O projeto existe desde 2024, atendendo atualmente 50 presos do regime semiaberto – agora, o programa quer chegar àqueles que cumprem o sistema fechado: “Estamos com esse novo chamamento para que a gente possa sensibilizar esse empresariado da grande possibilidade que é utilização dessa mão-de-obra carcerária. As vantagens econômicas que isso gera para é uma contratação muito mais barata do que a comum e, além disso, os efeitos benéficos que isso gera para a sociedade: é uma pessoa que está tendo uma ressocialização efetiva”, aponta o promotor de Justiça André Luiz Nolli Merrighi.

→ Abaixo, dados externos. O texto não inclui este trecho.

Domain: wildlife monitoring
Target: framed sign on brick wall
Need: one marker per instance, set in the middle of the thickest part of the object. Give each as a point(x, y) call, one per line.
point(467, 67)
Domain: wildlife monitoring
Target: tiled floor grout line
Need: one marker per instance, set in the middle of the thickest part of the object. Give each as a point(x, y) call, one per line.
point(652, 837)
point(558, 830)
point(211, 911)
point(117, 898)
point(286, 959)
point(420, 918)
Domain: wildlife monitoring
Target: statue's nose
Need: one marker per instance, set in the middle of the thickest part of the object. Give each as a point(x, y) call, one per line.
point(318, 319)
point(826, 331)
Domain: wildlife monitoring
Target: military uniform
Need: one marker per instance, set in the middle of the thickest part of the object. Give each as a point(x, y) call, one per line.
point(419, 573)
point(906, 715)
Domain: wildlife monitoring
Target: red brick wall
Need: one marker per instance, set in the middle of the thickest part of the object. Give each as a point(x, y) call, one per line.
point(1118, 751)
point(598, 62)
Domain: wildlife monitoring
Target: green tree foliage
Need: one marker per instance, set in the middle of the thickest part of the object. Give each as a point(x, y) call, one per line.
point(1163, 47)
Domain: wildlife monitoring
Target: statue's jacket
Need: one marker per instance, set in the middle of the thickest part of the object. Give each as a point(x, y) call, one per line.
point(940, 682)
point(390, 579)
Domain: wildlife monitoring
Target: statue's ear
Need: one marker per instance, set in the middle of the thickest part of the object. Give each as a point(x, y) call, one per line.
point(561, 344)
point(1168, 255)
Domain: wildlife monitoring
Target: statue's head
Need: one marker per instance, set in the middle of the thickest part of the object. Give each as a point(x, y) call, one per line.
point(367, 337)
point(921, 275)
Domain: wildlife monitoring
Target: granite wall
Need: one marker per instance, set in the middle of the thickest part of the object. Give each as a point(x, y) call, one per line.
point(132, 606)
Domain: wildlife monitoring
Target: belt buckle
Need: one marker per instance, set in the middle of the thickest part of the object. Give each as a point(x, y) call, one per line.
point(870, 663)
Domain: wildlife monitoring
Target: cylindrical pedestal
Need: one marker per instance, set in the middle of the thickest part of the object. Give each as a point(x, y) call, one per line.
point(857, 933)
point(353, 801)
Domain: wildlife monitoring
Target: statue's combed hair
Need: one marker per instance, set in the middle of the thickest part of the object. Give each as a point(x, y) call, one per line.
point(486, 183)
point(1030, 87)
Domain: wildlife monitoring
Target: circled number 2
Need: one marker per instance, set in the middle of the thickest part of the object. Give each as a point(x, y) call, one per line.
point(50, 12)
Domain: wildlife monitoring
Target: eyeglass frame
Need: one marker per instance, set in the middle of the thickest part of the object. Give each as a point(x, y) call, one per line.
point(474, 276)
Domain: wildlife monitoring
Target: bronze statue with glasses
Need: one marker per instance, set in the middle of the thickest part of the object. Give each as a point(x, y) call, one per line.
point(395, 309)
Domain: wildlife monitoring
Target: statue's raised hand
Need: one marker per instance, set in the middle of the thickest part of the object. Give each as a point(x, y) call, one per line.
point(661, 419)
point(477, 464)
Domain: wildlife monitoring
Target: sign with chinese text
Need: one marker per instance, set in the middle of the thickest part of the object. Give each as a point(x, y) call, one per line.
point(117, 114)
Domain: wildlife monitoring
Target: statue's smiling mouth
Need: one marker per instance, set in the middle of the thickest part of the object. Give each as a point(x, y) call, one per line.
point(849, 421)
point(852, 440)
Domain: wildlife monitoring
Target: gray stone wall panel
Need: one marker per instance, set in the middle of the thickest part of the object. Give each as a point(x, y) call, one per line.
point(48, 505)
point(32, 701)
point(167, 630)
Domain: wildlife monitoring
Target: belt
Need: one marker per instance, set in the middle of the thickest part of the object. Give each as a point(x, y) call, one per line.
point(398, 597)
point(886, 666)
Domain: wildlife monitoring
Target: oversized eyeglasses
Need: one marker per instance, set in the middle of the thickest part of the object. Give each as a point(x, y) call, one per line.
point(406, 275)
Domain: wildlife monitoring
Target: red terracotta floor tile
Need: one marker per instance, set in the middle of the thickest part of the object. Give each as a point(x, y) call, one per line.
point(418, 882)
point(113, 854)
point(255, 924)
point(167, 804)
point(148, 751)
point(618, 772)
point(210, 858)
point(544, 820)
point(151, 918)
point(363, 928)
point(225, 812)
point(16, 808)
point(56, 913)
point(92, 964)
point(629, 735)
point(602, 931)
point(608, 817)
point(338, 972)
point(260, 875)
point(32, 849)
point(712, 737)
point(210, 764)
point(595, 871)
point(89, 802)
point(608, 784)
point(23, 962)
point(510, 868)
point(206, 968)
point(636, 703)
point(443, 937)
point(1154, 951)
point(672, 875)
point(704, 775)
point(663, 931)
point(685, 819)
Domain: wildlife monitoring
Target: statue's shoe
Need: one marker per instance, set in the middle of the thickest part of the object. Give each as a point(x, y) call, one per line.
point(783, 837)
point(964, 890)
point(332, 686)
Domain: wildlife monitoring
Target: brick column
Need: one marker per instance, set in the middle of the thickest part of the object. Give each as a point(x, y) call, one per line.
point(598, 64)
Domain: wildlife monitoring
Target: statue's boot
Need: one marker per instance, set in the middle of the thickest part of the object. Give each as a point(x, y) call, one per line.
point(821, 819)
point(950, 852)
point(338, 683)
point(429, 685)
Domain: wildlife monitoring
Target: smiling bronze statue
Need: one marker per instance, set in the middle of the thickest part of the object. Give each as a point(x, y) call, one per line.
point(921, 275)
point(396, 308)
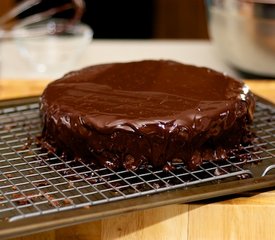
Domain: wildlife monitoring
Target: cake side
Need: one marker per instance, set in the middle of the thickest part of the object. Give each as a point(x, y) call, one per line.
point(146, 113)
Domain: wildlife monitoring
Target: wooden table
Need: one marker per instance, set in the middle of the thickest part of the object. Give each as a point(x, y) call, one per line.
point(249, 216)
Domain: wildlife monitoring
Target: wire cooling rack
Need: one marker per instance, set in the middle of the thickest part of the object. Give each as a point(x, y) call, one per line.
point(34, 182)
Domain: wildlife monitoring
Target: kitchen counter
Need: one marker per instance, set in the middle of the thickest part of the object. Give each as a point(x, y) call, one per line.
point(246, 216)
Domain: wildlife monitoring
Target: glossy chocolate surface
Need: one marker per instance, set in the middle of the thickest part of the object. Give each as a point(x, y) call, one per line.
point(149, 112)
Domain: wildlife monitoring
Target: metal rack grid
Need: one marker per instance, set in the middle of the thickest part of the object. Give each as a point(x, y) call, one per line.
point(34, 182)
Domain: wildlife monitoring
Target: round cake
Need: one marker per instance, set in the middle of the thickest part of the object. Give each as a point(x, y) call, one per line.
point(146, 113)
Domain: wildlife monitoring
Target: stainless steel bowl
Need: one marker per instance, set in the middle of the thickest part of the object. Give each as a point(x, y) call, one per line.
point(244, 33)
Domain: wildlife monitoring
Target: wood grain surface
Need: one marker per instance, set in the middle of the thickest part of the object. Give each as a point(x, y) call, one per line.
point(246, 216)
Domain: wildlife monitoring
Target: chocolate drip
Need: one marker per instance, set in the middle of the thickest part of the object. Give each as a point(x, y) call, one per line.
point(150, 112)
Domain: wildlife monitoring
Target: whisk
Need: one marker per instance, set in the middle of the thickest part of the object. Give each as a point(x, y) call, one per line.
point(10, 32)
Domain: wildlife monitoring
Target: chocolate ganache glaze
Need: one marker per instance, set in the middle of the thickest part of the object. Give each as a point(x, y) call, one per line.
point(145, 113)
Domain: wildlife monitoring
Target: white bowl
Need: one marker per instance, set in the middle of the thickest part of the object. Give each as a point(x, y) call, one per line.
point(244, 33)
point(47, 49)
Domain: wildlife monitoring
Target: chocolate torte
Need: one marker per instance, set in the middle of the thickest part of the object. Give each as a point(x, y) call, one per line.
point(146, 113)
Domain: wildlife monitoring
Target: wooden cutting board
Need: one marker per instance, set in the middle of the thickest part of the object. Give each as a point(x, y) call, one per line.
point(247, 216)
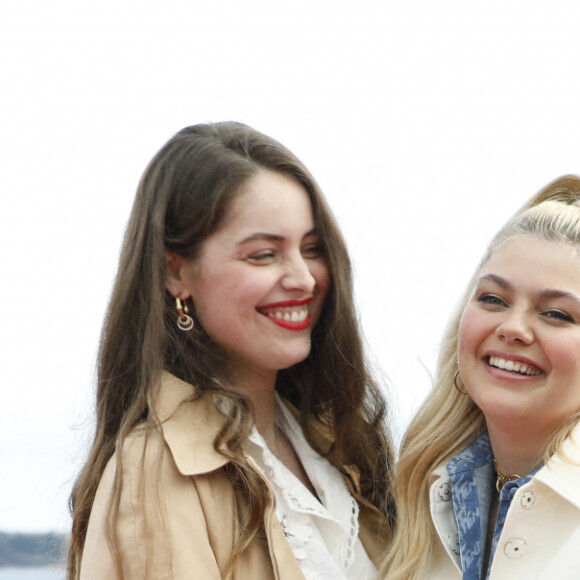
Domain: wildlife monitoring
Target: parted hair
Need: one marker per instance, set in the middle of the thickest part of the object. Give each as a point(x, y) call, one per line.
point(182, 198)
point(447, 421)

Para atender esta demanda, as empresas serão convidadas a montar galpões com maquinário dentro do Presídio Promotor José da Costa. O grupo estima um universo de 400 detentos aptos para o trabalho em Sete Lagoas – estes são selecionados através das avaliações internas e recebem cerca de R$ 1215,00, correspondente a 3/4 do salário-mínimo (valor que é repartido entre o Estado, familiares, e aprovisionado em uma conta): “Ganha o preso que ele, além de trabalhar, tem a remissão da pena e ainda guarda o dinheiro para quando ganhar a liberdade e também ajuda a família com essa colaboração da parte do salário”, completa André Merrighi.

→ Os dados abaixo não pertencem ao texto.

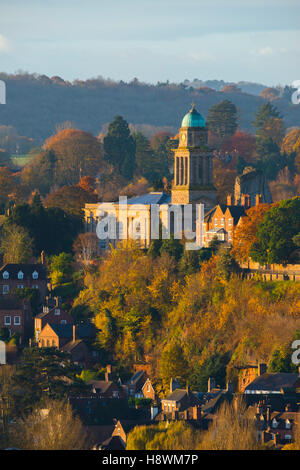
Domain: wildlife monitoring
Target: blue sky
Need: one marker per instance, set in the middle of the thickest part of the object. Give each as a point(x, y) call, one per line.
point(153, 40)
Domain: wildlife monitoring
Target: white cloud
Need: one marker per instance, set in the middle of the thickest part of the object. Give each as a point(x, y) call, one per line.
point(4, 44)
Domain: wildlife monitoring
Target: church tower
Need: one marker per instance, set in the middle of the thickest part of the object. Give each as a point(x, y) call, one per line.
point(193, 178)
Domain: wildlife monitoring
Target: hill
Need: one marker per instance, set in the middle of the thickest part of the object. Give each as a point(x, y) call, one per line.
point(36, 104)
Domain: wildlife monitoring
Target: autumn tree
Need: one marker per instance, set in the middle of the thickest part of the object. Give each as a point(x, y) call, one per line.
point(275, 233)
point(71, 199)
point(119, 147)
point(77, 153)
point(52, 425)
point(244, 234)
point(232, 429)
point(86, 247)
point(16, 244)
point(222, 119)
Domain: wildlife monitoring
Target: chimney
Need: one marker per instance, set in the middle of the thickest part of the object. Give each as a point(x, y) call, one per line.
point(258, 199)
point(196, 413)
point(211, 384)
point(229, 200)
point(173, 385)
point(262, 369)
point(108, 373)
point(245, 201)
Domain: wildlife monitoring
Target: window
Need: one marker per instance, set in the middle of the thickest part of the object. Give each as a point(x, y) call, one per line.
point(5, 289)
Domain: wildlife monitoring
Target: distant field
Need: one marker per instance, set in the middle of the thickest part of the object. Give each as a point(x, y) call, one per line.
point(21, 160)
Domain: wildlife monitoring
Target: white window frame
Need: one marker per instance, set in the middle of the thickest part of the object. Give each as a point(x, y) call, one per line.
point(5, 289)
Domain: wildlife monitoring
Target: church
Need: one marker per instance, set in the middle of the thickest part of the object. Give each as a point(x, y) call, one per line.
point(192, 186)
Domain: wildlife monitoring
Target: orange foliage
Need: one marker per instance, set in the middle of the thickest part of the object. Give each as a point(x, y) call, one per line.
point(244, 234)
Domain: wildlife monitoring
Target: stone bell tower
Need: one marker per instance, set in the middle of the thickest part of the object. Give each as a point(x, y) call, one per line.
point(193, 178)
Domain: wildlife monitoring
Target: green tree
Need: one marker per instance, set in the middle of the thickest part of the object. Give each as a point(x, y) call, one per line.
point(43, 373)
point(275, 233)
point(222, 119)
point(61, 269)
point(173, 363)
point(119, 147)
point(16, 244)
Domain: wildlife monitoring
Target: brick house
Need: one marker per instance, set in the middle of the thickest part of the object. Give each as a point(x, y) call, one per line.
point(19, 276)
point(135, 384)
point(222, 219)
point(55, 315)
point(15, 315)
point(53, 335)
point(148, 390)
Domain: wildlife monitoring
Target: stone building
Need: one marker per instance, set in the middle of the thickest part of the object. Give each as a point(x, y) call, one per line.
point(193, 184)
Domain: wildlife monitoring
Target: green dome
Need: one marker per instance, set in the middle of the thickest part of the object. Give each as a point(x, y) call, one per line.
point(193, 119)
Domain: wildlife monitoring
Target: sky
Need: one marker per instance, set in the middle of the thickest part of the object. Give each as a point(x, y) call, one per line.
point(153, 40)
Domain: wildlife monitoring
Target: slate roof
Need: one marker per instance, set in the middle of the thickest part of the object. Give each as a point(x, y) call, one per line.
point(27, 269)
point(66, 331)
point(10, 303)
point(273, 382)
point(177, 395)
point(101, 385)
point(236, 212)
point(150, 198)
point(136, 377)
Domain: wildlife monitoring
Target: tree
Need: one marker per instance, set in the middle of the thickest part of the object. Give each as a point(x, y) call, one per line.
point(275, 233)
point(173, 363)
point(226, 265)
point(16, 244)
point(50, 426)
point(86, 247)
point(174, 436)
point(71, 199)
point(244, 234)
point(222, 119)
point(43, 373)
point(119, 147)
point(61, 269)
point(51, 228)
point(77, 153)
point(266, 112)
point(232, 429)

No universo da segurança pública, o trabalho não é só uma forma de ressocialização; é também uma maneira de manter a ordem e tranquilidade dentro do presídio, como diz o chefe da Polícia Penal em Sete Lagoas Edson Peixoto: “Há um ditado entre nós que o indivíduo privado de liberdade que trabalha não dá trabalho. Todos os detentos que estão em alguma atividade laboral quando chega o fim do dia querem descansar, e o trabalho vai influenciando também no comportamento dele dentro da unidade prisional. Porque ele sabe que se ele aprontar alguma falta disciplinar, sai daquela vaga e passa para outro. Como a gente tem uma carência de vagas de atividade então eles dão muito valor nisso; então você consegue perceber no dia-a-dia o comportamento dos que trabalham que é muito melhor dos que não trabalham”.

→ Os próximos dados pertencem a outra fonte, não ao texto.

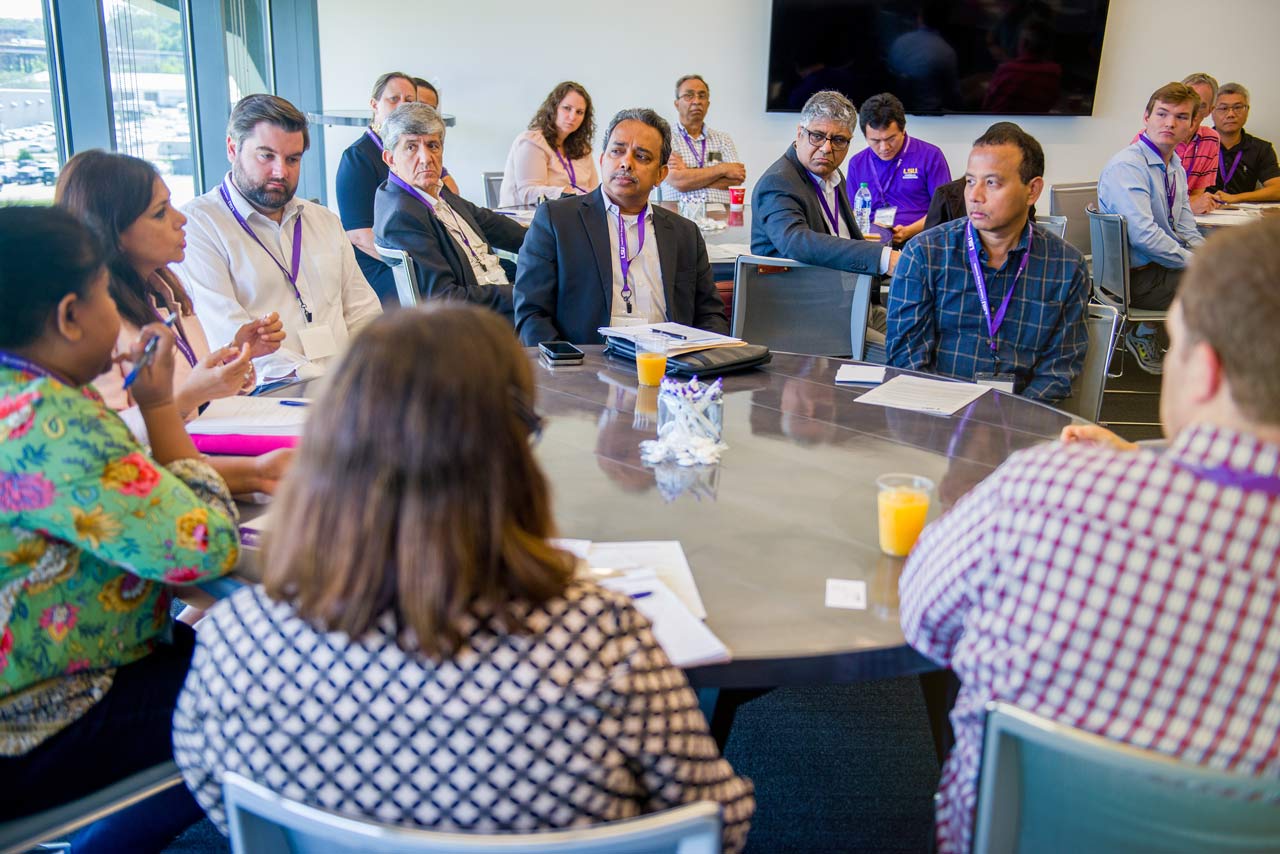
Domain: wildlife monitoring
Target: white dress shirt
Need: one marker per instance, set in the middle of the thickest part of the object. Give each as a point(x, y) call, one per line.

A apresentação do Resgatando Vidas Conexão Trabalho acontecerá no auditório da Associação Comercial e Industrial de Sete Lagoas (ACI) e terá participação da Unidade de Prevenção à Criminalidade de Sete Lagoas (PrEsp), que faz o acompanhamento dos indivíduos após a sua liberdade, buscando a sua integralização à sociedade. “A empregabilidade é um pilar essencial para o resgate destas vidas. O apelo é para sensibilizar a sociedade de que criminalidade é um problema de todos e uma vida resgatada é uma vida a menos que irá fazer o mal”, diz Gabriela Viana, gestora da PrEsp na cidade.